Ahora hace un mes una buena parte de la pandilla original cogía rumbo a nuevos destinos. "Se montaron en una guagüita, pasaron por delante de la calle, y algo le dirían a la chófer porque al poco daba la vuelta y paraba delante de las casas, a despedirse, casi justificando que se querían a ir a Europa. Yo solo acerté a contestarles que su felicidad era mi tristeza".

Desde que llegara el primer grupo a Tunte en aquél septiembre, "con un primer pelotón de 118 jóvenes", el paisaje se fue enriqueciendo con la nueva presencia. "Primero pasaban en pequeños grupos por delante de nosotros, se llevaban la mano derecha abierta al corazón y bajaban ligeramente la cabeza, y así los saludábamos también nosotros".

Hasta que empezaron las rutinas. "Todos los días a las seis de la tarde se ponían a jugar al fútbol, les compré unos pitos para arbitrar, otro les daba unos balones, y así, entre señas y algunos de ellos que sabían algo de español nos fuimos entrando, hasta que con el tiempo empezaron a enseñarnos frases en francés para las cosas más básicas", continúa el hombre sin nombre recitando algunas de las aprendidas. Al poco ya estaban jugando fútbol sala con los niños y las niñas del pueblo, y celebrando pachangas en el campo municipal, ahora con libre acceso.

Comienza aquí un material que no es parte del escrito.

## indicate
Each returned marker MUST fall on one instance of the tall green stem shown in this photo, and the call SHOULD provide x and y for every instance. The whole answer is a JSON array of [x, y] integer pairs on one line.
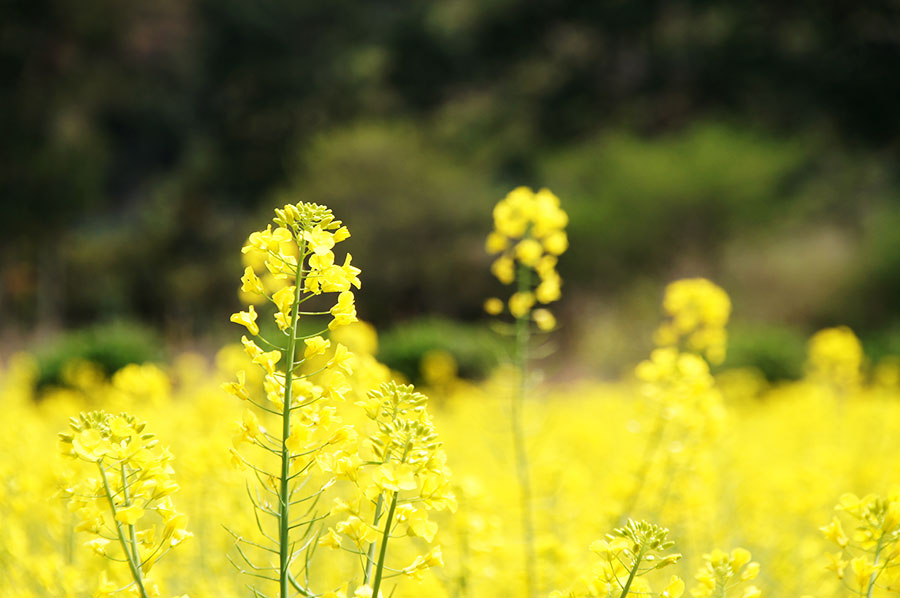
[[523, 336], [379, 570], [875, 573], [637, 563], [284, 499], [370, 554], [132, 558]]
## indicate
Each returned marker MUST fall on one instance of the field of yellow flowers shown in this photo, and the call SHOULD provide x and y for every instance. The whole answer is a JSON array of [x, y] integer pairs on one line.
[[296, 465]]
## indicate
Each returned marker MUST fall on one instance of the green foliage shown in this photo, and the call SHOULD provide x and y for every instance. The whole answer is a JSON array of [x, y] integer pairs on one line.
[[109, 346], [476, 348], [417, 215], [636, 202], [778, 352]]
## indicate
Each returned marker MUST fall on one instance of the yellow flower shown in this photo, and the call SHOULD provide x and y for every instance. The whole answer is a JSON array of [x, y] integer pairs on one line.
[[504, 269], [496, 242], [237, 388], [344, 311], [675, 588], [284, 299], [251, 282], [520, 304], [130, 514], [315, 346], [320, 241], [834, 532], [248, 319], [493, 306], [529, 252], [544, 319], [549, 289], [556, 243], [341, 359], [863, 570]]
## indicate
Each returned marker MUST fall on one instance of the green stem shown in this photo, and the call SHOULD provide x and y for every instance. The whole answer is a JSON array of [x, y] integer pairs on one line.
[[131, 558], [370, 554], [631, 574], [383, 553], [875, 573], [523, 335], [284, 500]]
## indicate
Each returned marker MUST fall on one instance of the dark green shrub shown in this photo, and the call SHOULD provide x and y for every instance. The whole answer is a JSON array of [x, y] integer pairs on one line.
[[778, 352], [110, 346], [476, 348]]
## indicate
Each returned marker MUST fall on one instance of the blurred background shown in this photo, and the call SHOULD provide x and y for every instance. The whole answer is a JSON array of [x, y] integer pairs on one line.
[[755, 143]]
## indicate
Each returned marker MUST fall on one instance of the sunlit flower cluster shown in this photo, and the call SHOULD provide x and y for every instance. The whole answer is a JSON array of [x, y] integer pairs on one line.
[[722, 572], [400, 475], [125, 503], [529, 234], [835, 359], [871, 553], [627, 555], [699, 311]]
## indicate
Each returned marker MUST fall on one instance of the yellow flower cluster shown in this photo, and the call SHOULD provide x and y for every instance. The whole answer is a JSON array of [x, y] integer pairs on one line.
[[402, 476], [127, 507], [873, 549], [722, 571], [529, 234], [835, 359], [627, 555], [699, 311]]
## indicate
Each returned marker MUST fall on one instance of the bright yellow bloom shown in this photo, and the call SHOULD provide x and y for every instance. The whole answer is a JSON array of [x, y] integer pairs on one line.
[[520, 304], [251, 282], [344, 311], [315, 346], [544, 319], [284, 299], [130, 515], [862, 570], [493, 306], [248, 319], [529, 251], [320, 241]]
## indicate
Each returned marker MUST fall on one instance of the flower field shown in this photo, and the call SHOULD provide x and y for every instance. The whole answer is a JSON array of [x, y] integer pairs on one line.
[[302, 467]]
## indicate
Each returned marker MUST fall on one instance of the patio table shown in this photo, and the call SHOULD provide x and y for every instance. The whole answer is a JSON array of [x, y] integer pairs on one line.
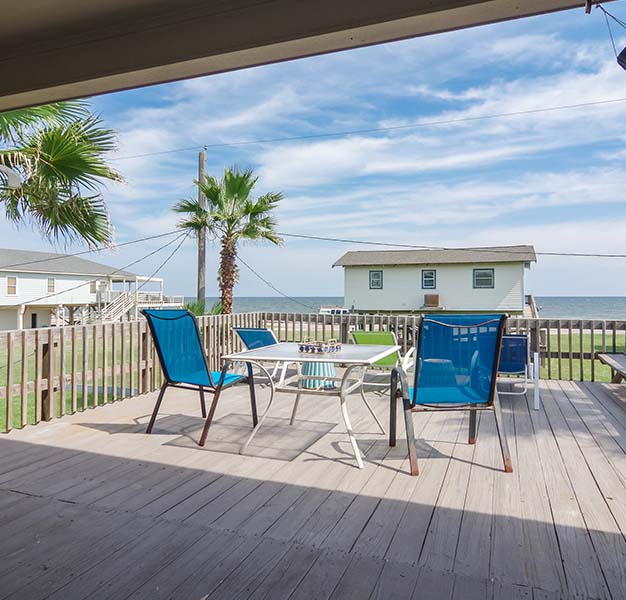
[[356, 358]]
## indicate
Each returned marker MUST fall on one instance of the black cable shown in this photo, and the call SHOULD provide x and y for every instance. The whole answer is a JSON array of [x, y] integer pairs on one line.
[[186, 235], [375, 129], [415, 247], [608, 26], [61, 256], [271, 285]]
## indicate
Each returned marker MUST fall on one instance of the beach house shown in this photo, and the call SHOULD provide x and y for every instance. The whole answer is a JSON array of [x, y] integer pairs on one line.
[[38, 289], [454, 280]]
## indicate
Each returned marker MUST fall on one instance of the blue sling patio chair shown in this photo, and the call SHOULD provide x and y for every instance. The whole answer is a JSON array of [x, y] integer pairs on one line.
[[455, 369], [183, 362]]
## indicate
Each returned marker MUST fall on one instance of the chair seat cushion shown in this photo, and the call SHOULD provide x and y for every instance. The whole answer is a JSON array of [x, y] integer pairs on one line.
[[200, 378], [443, 395]]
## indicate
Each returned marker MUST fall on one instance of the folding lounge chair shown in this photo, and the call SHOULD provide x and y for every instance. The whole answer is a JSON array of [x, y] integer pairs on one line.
[[515, 362], [456, 369], [179, 348]]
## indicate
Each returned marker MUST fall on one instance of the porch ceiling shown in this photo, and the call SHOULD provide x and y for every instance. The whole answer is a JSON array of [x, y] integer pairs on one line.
[[69, 48]]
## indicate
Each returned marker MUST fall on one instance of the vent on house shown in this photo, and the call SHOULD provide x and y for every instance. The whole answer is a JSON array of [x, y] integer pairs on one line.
[[431, 300]]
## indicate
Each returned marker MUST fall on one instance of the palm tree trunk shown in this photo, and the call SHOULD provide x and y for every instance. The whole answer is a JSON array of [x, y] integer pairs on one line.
[[228, 273]]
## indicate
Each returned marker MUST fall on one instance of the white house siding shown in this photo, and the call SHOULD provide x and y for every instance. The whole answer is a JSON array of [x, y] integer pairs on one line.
[[31, 286], [8, 319], [402, 288]]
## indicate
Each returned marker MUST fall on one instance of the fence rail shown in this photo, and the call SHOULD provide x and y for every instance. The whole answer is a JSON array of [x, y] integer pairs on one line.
[[46, 373]]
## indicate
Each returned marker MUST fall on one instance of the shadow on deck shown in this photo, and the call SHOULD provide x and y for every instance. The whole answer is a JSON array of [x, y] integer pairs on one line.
[[91, 507]]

"A partir de ahí con 18 o 20 euros comprábamos unos muslos de pollo, unos tomatitos, tres cebollas y les hacíamos unas barbacoas. Empezaron unos cuantos y ellos se iban arrimando al tenderete hasta que llegamos hacer hasta para cuarenta. Nos los pasábamos del quince", a lo que se añadían entrenamientos por los pinares, caminatas, entrenamientos?, "porque su fijación es el deporte, muchos de ellos quieren ser futbolistas, y créame, los había con mucha clase". En las formas y, según detalla, en el tú a tú.

La enorme sonrisa

"Muy, muy educados, sí señor. Nos decían que ellos no venían con ánimo de problemas sino de una vida mejor y no tiraban ni las cáscaras de las pipas al suelo. Una vez dejé caer adrede un papel en una de las caminatas, y van ¡y me llaman la atención! abriendo aquellos ojos enormes".

Así, se fueron haciendo con el pueblo, donde se les esperaba en según que horas "fijo en Cuatro Esquinas", que no solo es ya el nombre del restaurante, sino el que le da el vecindario a una zona clave del centro neurálgico de la localidad.

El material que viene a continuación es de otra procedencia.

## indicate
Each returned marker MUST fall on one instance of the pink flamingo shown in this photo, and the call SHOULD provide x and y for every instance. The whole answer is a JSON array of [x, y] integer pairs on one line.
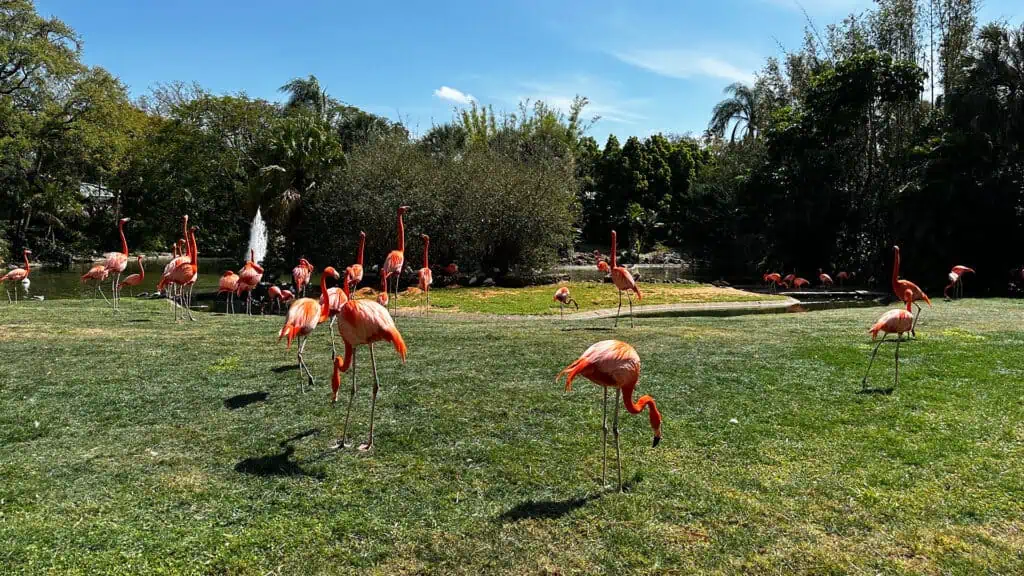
[[613, 364], [426, 278], [624, 282], [116, 262], [958, 282], [227, 284], [893, 322], [303, 317], [301, 274], [98, 274], [395, 259], [249, 278], [901, 286], [16, 275], [355, 271], [135, 279], [563, 298], [824, 279], [363, 322]]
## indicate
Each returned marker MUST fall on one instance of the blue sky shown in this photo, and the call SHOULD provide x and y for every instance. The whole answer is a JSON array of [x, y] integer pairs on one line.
[[646, 66]]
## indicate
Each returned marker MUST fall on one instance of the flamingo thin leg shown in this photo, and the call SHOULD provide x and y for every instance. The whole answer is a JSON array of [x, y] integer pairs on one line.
[[373, 402]]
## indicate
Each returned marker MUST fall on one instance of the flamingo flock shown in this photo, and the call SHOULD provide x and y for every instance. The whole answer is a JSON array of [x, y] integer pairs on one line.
[[364, 322]]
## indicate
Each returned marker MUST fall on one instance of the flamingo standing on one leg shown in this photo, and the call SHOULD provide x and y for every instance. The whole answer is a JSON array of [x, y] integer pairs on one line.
[[425, 277], [395, 259], [900, 286], [135, 279], [300, 275], [624, 282], [893, 322], [613, 364], [824, 279], [960, 272], [303, 317], [563, 298], [116, 262], [363, 322], [227, 284], [354, 272], [98, 274], [17, 275], [249, 278]]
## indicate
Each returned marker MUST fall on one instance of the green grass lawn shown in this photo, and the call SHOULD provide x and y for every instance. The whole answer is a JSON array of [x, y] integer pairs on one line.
[[590, 295], [135, 445]]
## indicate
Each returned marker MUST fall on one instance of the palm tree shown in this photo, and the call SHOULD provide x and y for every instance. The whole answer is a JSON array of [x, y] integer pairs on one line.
[[306, 93], [741, 109]]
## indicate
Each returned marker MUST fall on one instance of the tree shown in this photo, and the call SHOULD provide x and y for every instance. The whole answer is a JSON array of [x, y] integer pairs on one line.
[[741, 110]]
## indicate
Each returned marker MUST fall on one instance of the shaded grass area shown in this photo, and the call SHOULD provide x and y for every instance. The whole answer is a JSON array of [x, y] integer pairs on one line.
[[590, 295], [136, 445]]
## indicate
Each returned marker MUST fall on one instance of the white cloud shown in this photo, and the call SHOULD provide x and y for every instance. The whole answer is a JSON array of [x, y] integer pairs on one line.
[[452, 94], [685, 64], [604, 98]]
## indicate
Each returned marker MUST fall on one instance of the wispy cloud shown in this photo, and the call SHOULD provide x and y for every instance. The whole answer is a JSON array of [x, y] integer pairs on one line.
[[452, 94], [603, 95], [685, 64]]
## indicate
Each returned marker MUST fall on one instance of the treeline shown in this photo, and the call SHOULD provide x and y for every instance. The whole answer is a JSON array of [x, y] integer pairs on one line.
[[902, 124]]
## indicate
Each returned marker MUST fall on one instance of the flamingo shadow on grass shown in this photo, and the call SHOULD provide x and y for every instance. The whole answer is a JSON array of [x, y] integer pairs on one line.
[[243, 400], [548, 509], [279, 464]]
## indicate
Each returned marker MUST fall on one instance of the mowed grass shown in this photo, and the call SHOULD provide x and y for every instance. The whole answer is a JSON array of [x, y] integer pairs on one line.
[[590, 296], [134, 445]]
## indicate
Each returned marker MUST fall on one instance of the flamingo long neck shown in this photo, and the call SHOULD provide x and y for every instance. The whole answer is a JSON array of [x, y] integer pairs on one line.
[[401, 234], [124, 243], [896, 271], [643, 402], [613, 241]]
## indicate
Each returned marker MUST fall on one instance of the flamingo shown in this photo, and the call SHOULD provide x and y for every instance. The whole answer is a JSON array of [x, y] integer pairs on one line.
[[355, 271], [183, 274], [227, 284], [426, 278], [563, 298], [363, 322], [300, 275], [613, 364], [116, 262], [900, 286], [395, 259], [893, 322], [623, 281], [249, 278], [303, 316], [99, 274], [824, 279], [958, 283], [135, 279], [18, 275]]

"Pregunte, pregunte, que el que no les daba unos euros, le llevaba cosas que les sirviesen, como cables para poder cargar los teléfonos, o los invitaban a unos bocadillos", asegura.

En ese ánimo es cuando llega el reporte de la entrada de los trece nuevos inquilinos. "Ojo, no es que no quisiésemos que vinieran, lo que queríamos es que no nos contagiaran, porque sabíamos que no había seguridad suficiente".

¿Y la hay? "De momento sí. Han puesto securitas, viene la Policía Local y también la Nacional a hacer sus rondas, y lo que se encuentran dentro no dieron positivos".

Lo confirma poco después una persona relacionada con la propia residencia. Todos están bien, comidos, duchados, descansados después del ajetreo de la navegación y las 72 horas que pasaron luego casi al pairo sobre la superficie del muelle de Arguineguín. En el quicio de sus ventanas hay dos muy jóvenes mirando el paisaje, como estudiándolo. Uno de ellos saluda, primero tímido, luego con una sonrisa enorme cuando se le devuelven las horas.

Poco después del mediodía circula por las redes un combo de titulares de periódicos en los que se destaca el desmantelamiento del campamento de Arinaga, previsto para acoger temporalmente a 900 migrantes, mixturado con las que se hacían eco de esas 72 horas al oreo en Arguineguín.

"Eso sí es racismo", firma el portavoz de los vecinos, Ismael Guerra, y no el de "un pueblo que siempre ha sido solidario y ahora lucha por la seguridad y la salud de sus vecinos y la de los migrantes, así lo hemos demostrado nueve meses atrás, conviviendo con ellos", escribe.

"Nunca les perdonaremos", sentencia Guerra, "a los que han juzgado a un pueblo sin conocer el fondo de la cuestión".